Der Börsen-TagStarke US-Jobdaten bremsen DAX - Zinshoffnungen schwinden

03.06.2022, 17:37 Uhr

Ein unerwartet starker Stellenaufbau in den USA hat die Hoffnung der Anleger auf eine Zinspause der Notenbank Fed im Herbst schwinden lassen. Der deutsche Aktienmarkt, der am Vormittag zeitweise deutlich im grünen Bereich gelegen hatte, drehte nach Bekanntgabe der Daten aus Washington ins Minus. Die Anleger stiegen aus und nahmen lieber Gewinne mit.

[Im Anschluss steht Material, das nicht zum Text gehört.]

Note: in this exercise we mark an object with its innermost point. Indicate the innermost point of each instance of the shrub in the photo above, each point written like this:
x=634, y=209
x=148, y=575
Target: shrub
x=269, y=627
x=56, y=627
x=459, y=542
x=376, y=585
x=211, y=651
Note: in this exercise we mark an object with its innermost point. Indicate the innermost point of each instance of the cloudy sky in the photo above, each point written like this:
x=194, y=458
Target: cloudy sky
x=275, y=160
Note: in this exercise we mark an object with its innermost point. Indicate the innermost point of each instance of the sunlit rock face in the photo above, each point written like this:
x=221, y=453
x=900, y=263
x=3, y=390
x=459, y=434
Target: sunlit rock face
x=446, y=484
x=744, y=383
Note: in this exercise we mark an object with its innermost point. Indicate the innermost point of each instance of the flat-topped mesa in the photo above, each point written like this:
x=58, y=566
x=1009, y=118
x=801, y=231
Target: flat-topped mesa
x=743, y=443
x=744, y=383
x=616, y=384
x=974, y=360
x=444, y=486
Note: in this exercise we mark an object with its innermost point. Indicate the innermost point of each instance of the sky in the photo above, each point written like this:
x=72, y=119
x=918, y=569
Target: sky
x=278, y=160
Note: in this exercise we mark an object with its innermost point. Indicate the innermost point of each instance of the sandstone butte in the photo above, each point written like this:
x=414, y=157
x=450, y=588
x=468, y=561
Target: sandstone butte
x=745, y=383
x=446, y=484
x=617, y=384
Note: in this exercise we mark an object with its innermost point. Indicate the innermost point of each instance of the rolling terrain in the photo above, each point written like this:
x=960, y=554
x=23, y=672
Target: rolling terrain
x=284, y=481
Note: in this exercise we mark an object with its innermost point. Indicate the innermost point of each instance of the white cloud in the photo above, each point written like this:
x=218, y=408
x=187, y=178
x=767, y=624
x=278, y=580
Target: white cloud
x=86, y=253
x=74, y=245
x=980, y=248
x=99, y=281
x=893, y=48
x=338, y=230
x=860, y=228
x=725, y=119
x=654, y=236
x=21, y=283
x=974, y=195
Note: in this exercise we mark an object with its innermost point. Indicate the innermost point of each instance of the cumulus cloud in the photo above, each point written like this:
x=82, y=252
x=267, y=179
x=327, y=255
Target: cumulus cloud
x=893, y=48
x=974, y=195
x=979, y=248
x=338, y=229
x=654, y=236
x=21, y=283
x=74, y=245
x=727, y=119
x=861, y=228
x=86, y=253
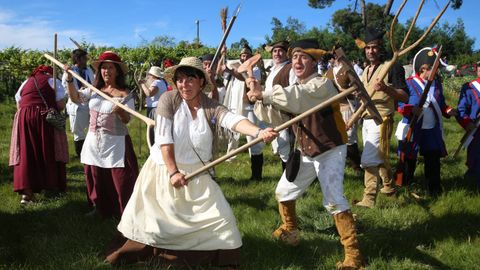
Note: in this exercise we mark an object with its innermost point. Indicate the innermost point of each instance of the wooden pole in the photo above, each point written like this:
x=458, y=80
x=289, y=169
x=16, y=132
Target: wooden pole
x=283, y=126
x=55, y=67
x=145, y=119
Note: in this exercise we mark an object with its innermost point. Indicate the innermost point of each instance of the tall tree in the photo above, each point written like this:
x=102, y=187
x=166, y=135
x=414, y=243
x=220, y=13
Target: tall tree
x=292, y=30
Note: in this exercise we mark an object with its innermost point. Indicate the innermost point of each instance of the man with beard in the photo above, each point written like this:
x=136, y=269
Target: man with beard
x=321, y=139
x=376, y=138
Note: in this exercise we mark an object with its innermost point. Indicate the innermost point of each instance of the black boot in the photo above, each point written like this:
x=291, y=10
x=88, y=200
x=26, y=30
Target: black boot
x=257, y=166
x=78, y=147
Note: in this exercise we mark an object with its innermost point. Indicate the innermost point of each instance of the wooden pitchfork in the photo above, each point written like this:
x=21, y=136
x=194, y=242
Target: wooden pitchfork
x=357, y=86
x=397, y=53
x=148, y=121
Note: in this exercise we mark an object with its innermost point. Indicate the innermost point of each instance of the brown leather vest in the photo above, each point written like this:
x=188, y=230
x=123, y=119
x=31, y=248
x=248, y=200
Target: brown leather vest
x=321, y=131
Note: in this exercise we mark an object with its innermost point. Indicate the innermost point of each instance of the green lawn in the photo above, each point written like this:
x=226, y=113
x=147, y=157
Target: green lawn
x=400, y=233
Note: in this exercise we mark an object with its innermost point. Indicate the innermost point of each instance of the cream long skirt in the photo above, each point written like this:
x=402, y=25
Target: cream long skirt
x=194, y=217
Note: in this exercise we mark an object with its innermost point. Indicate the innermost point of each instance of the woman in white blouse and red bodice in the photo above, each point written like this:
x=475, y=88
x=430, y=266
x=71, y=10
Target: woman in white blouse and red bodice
x=109, y=160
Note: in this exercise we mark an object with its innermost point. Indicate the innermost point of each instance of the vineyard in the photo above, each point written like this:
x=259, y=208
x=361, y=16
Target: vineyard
x=16, y=63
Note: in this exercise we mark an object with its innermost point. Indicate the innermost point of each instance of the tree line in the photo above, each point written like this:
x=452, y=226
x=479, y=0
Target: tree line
x=345, y=25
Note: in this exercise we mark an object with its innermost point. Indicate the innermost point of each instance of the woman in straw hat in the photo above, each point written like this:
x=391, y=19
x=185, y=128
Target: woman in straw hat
x=166, y=219
x=110, y=163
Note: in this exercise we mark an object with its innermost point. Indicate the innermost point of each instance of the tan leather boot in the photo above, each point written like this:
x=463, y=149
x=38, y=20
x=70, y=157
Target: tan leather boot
x=288, y=231
x=388, y=186
x=370, y=192
x=348, y=237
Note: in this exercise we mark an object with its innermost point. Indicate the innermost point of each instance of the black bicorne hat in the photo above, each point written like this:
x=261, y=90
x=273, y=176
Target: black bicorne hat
x=207, y=57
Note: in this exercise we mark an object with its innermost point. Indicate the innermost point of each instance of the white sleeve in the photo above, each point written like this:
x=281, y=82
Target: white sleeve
x=131, y=103
x=257, y=73
x=60, y=92
x=19, y=92
x=163, y=131
x=231, y=119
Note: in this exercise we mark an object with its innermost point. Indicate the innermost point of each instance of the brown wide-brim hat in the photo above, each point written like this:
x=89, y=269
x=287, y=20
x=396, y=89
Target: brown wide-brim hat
x=280, y=44
x=308, y=46
x=193, y=62
x=373, y=36
x=110, y=57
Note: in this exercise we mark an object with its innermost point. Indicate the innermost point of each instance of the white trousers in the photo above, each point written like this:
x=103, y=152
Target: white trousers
x=281, y=145
x=257, y=148
x=329, y=168
x=371, y=155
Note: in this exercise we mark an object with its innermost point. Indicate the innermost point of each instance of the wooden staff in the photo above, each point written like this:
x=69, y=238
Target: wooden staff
x=77, y=44
x=397, y=53
x=216, y=57
x=145, y=119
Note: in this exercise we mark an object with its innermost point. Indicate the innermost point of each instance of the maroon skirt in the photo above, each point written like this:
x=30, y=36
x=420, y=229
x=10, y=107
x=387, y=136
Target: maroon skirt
x=37, y=168
x=109, y=189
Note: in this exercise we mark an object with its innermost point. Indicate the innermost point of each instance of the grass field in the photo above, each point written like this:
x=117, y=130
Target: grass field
x=400, y=233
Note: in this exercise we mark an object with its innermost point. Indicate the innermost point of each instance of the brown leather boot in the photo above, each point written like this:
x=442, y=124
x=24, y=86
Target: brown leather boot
x=348, y=237
x=288, y=231
x=370, y=192
x=388, y=186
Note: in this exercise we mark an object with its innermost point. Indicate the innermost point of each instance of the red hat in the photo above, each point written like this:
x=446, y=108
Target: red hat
x=109, y=56
x=42, y=68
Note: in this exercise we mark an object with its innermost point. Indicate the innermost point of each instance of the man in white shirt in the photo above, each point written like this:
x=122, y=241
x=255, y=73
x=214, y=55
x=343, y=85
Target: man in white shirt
x=280, y=73
x=78, y=113
x=237, y=102
x=153, y=87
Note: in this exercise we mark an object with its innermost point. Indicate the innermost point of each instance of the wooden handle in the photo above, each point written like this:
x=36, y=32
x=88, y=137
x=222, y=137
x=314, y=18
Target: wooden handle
x=283, y=126
x=145, y=119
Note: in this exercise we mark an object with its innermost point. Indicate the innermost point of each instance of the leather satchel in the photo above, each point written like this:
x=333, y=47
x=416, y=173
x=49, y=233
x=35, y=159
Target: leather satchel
x=292, y=165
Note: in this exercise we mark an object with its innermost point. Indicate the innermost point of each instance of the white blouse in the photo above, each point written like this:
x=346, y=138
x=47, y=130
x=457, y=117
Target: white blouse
x=102, y=149
x=60, y=92
x=188, y=133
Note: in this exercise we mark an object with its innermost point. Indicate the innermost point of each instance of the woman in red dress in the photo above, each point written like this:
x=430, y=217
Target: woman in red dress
x=38, y=151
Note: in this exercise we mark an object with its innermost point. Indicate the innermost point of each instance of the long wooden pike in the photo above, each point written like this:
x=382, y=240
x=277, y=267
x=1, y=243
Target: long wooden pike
x=54, y=67
x=216, y=57
x=145, y=119
x=397, y=53
x=283, y=126
x=77, y=44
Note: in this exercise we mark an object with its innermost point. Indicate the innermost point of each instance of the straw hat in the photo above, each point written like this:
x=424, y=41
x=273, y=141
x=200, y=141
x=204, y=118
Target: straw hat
x=156, y=71
x=111, y=57
x=193, y=62
x=308, y=46
x=427, y=56
x=280, y=44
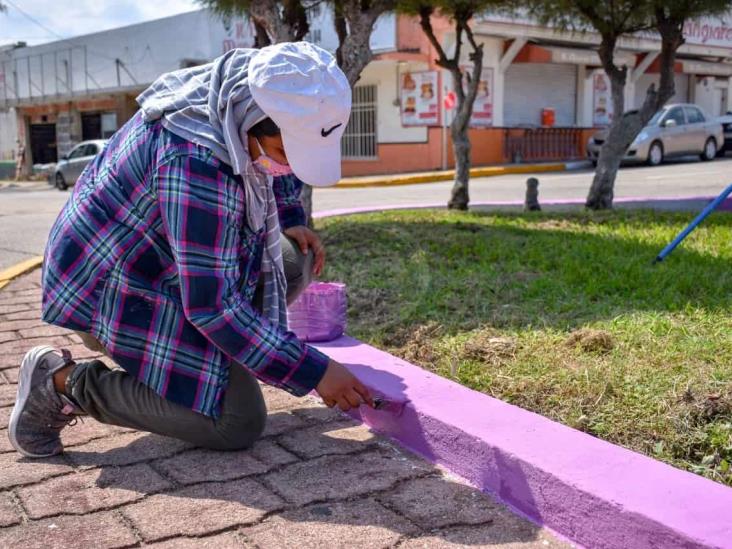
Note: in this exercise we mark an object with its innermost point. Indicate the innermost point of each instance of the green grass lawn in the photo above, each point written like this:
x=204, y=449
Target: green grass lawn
x=561, y=314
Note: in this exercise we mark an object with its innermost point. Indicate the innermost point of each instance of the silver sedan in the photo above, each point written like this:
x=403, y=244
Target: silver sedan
x=69, y=168
x=676, y=130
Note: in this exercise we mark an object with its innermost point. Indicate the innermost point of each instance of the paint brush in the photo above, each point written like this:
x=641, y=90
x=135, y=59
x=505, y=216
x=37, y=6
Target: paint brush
x=389, y=405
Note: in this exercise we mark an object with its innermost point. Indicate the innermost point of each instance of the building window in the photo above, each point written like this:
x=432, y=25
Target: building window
x=314, y=36
x=359, y=139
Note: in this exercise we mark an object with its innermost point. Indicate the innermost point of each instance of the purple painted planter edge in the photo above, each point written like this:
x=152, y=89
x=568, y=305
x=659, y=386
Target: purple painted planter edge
x=725, y=206
x=593, y=492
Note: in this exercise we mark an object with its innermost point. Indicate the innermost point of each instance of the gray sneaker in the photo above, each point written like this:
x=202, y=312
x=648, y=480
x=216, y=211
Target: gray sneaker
x=40, y=412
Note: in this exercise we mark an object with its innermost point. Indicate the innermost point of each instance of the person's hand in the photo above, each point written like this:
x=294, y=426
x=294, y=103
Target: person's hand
x=307, y=239
x=340, y=387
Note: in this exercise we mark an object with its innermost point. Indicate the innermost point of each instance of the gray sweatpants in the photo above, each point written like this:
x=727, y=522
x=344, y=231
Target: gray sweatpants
x=116, y=398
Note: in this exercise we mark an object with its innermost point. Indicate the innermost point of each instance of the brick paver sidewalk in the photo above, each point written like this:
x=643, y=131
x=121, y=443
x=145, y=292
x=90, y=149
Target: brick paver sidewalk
x=317, y=479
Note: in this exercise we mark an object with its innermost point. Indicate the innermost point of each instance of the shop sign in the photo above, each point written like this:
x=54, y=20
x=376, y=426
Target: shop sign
x=602, y=101
x=419, y=97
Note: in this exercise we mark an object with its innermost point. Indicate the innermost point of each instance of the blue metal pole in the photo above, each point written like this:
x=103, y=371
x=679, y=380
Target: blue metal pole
x=699, y=218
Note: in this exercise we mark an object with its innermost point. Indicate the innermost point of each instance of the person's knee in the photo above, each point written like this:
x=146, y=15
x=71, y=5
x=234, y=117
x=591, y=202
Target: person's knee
x=240, y=433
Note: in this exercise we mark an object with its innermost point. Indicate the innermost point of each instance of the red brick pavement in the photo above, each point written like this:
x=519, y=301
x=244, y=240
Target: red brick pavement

Im vergangenen Monat entstanden in den Vereinigten Staaten 390.000 neue Jobs, Analysten hatten lediglich mit 325.000 gerechnet. "Für den Arbeitsmarkt ist das super, aber nicht für die Aktienmärkte und insbesondere nicht für den Technologiesektor", sagte Salah-Eddine Bouhmidi vom Broker IG. Denn die Fed dürfte sich dadurch in ihrem Tempo bestätigt fühlen.

So verlor der DAX am Ende 0,2 Prozent und ging mit 14.460 Punkten ins Pfingstwochenende. Der EUROSTOXX50 notierte 0,4 Prozent tiefer bei 3781 Stellen. Mit dem verlängerten Wochenende wird es an der Frankfurter Börse nichts, denn am Pfingstmontag wird erstmals seit Jahren wieder gehandelt.

Bei den Einzelwerten profitierten Adidas von positiven Signalen des nordamerikanischen Sportwarenhändlers Lululemon und verteuerten sich um 0,3 Prozent.

Die Titel von Fresenius legten um 0,3 Prozent zu. Der Medizin- und Krankenhauskonzern will laut einem Pressebericht in seiner Flüssigmedizinsparte Kabi zahlreiche Jobs streichen.

Nach einer Kaufempfehlung stiegen die Papiere von Rheinmetall um 5,3 Prozent. Insidern zufolge haben die Düsseldorfer ein unverbindliches Angebot von bis zu 210 Millionen Euro für 49 Prozent an der Geschützbau-Sparte des Rüstungskonzerns Leonardo abgegeben. Da genaue Geschäftszahlen für OTO Melara nicht vorlägen, sei es schwierig zu beurteilen, ob die Offerte fair sei, kommentierten die Analysten der Banca Akros. Andere Börsianer warnten vor einem möglichen Veto der italienischen Regierung.

Die Aktien von Compugroup Medical reduzierten ihr anfängliches Minus von fast neun Prozent auf zuletzt 3,1 Prozent. Das auf Arztpraxen spezialisierte Software-Unternehmen baut seine Führungsspitze um.